Compared to bag-of-words, which counts the number of appearances of each token in the document, embeddings have two main advantages:
- They do not have a dimensionality problem The result of bag-of-words is a table which has the number of features equal to the number of unique tokens in all documents in a corpus. Large corpora with long texts result in a large number of unique tokens. It results in huge tables which can exceed memory in the computer. Huge tables also increase the learning and evaluation time of machine learning models. Embedders have constant dimensionality of the vector, which is 300 for fastText embeddings that Orange uses.
- Most of the preprocessing is not required In case of bag-of-words approach, we solve the dimensionality problem with the text preprocessing where we remove tokens (e.g. words) that seem to be less important for the analysis. It can also cause the removal of some important tokens. When using embedders, we do not need to remove tokens, so we are not losing the accuracy this way. Also most of the basic preprocessing can be omitted (such as normalization) in case of fastText embeddings.
- They can be pretrained Word embedding models can be pretrained on large corpora with billions of tokens. That way, they capture the significant characteristics of the language and produce the embeddings of high quality. Pretrained models are then used to obtain embeddings of smaller datasets. Our Document Embedding widget uses pretrained fastText models and is suitable for corpora of any size.
The shortcoming of the embedders is that they are difficult to understand. For example, when we use a bag-of-words, we can easily observe which tokens are important for classification with Nomogram widget since tokens themselves are features. In the case of document embeddings, features are numbers which are not understandable to human by themselves.
Document Embedding widget
Orange now offers document embedders through Document Embedding widget. We decided to use fastText pretrained embedders, which support 157 languages. Orange’s Document Embedding widget currently supports 31 most common languages.
In the widget, the user sets the language of documents and the aggregation method – it is how embeddings for each word in a document are aggregated into one document embedding.
The Fake News dataset
For this tutorial, we use the sample of Fake News dataset. The dataset sample is available at Orange’s file repository. It is a zip archive containing two datasets: training set including 2725 text items and testing set with 275 items. Each item is an article which is labelled as a real or fake.
Fake news identification
Here we present a fake news identification. First, we will load a training part of the dataset with the Corpus widget.
After the dataset is loaded, we make sure that the text
variable is selected in the Used text features field. It means that the text in this variable is used in the text analysis. When the dataset is loaded we connect the Corpus widget to the Document embedder widget which will compute text embeddings. Our workflow should look like this now:
In the document embeddings widget, we check that language is set to English since texts in this dataset are English. We will use mean (average) aggregation in this experiment – it is the most standard one. After minute documents are embedded – embedding progress is shown with the bar around the widget.
When embeddings are ready, we can train models. In this tutorial, we train two models – Logistic regression and Random forest. We will use default settings for both learners.

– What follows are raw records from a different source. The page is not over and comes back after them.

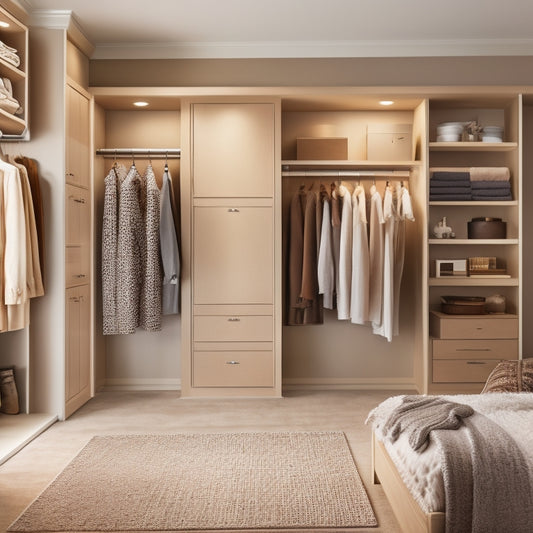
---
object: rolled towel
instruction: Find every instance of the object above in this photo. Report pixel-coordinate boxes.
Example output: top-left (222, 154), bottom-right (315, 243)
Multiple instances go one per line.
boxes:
top-left (431, 171), bottom-right (471, 181)
top-left (471, 180), bottom-right (511, 190)
top-left (430, 179), bottom-right (472, 188)
top-left (470, 167), bottom-right (510, 181)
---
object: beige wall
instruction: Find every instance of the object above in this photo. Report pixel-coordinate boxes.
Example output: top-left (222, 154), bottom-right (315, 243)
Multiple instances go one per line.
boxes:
top-left (90, 56), bottom-right (533, 88)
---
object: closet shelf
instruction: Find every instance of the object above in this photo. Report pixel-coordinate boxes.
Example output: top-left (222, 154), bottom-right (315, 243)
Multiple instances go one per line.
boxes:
top-left (429, 277), bottom-right (518, 287)
top-left (429, 200), bottom-right (517, 206)
top-left (282, 159), bottom-right (420, 171)
top-left (429, 238), bottom-right (518, 245)
top-left (429, 141), bottom-right (517, 152)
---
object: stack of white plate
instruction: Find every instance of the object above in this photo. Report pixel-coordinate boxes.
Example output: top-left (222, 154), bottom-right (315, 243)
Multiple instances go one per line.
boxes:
top-left (481, 125), bottom-right (504, 143)
top-left (436, 122), bottom-right (464, 142)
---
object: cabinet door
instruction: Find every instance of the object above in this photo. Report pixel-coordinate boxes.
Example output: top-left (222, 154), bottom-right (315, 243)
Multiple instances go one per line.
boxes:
top-left (65, 284), bottom-right (91, 417)
top-left (193, 206), bottom-right (273, 304)
top-left (66, 84), bottom-right (90, 189)
top-left (66, 184), bottom-right (90, 247)
top-left (192, 102), bottom-right (275, 198)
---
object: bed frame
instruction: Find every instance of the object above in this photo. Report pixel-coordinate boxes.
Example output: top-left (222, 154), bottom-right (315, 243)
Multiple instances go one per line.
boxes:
top-left (371, 432), bottom-right (445, 533)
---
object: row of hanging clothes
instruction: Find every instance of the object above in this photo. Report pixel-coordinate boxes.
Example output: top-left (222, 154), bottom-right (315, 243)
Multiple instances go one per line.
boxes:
top-left (0, 153), bottom-right (45, 333)
top-left (286, 177), bottom-right (414, 342)
top-left (101, 153), bottom-right (181, 335)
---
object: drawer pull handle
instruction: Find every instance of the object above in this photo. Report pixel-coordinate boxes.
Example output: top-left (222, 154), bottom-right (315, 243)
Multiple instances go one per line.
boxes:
top-left (75, 274), bottom-right (87, 278)
top-left (226, 360), bottom-right (240, 365)
top-left (475, 327), bottom-right (484, 330)
top-left (74, 197), bottom-right (86, 204)
top-left (228, 208), bottom-right (240, 213)
top-left (228, 317), bottom-right (241, 322)
top-left (457, 348), bottom-right (491, 352)
top-left (69, 297), bottom-right (80, 303)
top-left (466, 361), bottom-right (487, 365)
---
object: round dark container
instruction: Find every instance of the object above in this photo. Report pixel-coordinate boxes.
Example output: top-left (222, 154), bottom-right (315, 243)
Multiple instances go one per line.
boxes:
top-left (467, 217), bottom-right (506, 239)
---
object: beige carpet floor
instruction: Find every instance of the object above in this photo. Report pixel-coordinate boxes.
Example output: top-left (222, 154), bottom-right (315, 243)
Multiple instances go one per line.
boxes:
top-left (8, 431), bottom-right (377, 531)
top-left (0, 389), bottom-right (410, 532)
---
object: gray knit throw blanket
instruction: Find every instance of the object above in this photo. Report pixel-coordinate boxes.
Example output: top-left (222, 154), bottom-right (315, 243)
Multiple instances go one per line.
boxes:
top-left (381, 395), bottom-right (474, 452)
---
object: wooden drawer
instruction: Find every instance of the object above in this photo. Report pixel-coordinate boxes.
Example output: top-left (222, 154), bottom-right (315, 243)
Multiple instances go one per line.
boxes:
top-left (66, 245), bottom-right (90, 287)
top-left (433, 359), bottom-right (500, 383)
top-left (193, 351), bottom-right (274, 388)
top-left (66, 185), bottom-right (90, 247)
top-left (429, 311), bottom-right (518, 339)
top-left (194, 315), bottom-right (272, 342)
top-left (432, 339), bottom-right (518, 360)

When our models are trained, we prepare the testing data. To load testing data, we use another Corpus widget and connect it to the Document embedder widget. Settings are the same as before. The only difference is that this time we load testing part of the dataset in the second Corpus widget. To make predictions and inspect the prediction results on the testing dataset, we use the prediction widget.
In the bottom part of the widget, we inspect the accuracies. In the column with name CA (classification accuracy), we can see that both models perform with around 80 % accuracy. In the table above, we can find cases where models made mistakes. If we select rows, we can check them in the Corpus Viewer widget which is connected to the Predictions widget. We have also connected the confusion matrix widget to our workflow, which shows the proportions between the predicted and actual classes.
We can see that Logistic regression is slightly more accurate in cases of real news while Random forest model is better for predicting fake news.
It is just one example which shows how to use document embeddings. You can also use them for other tasks such as clustering, regression or other types of analysis.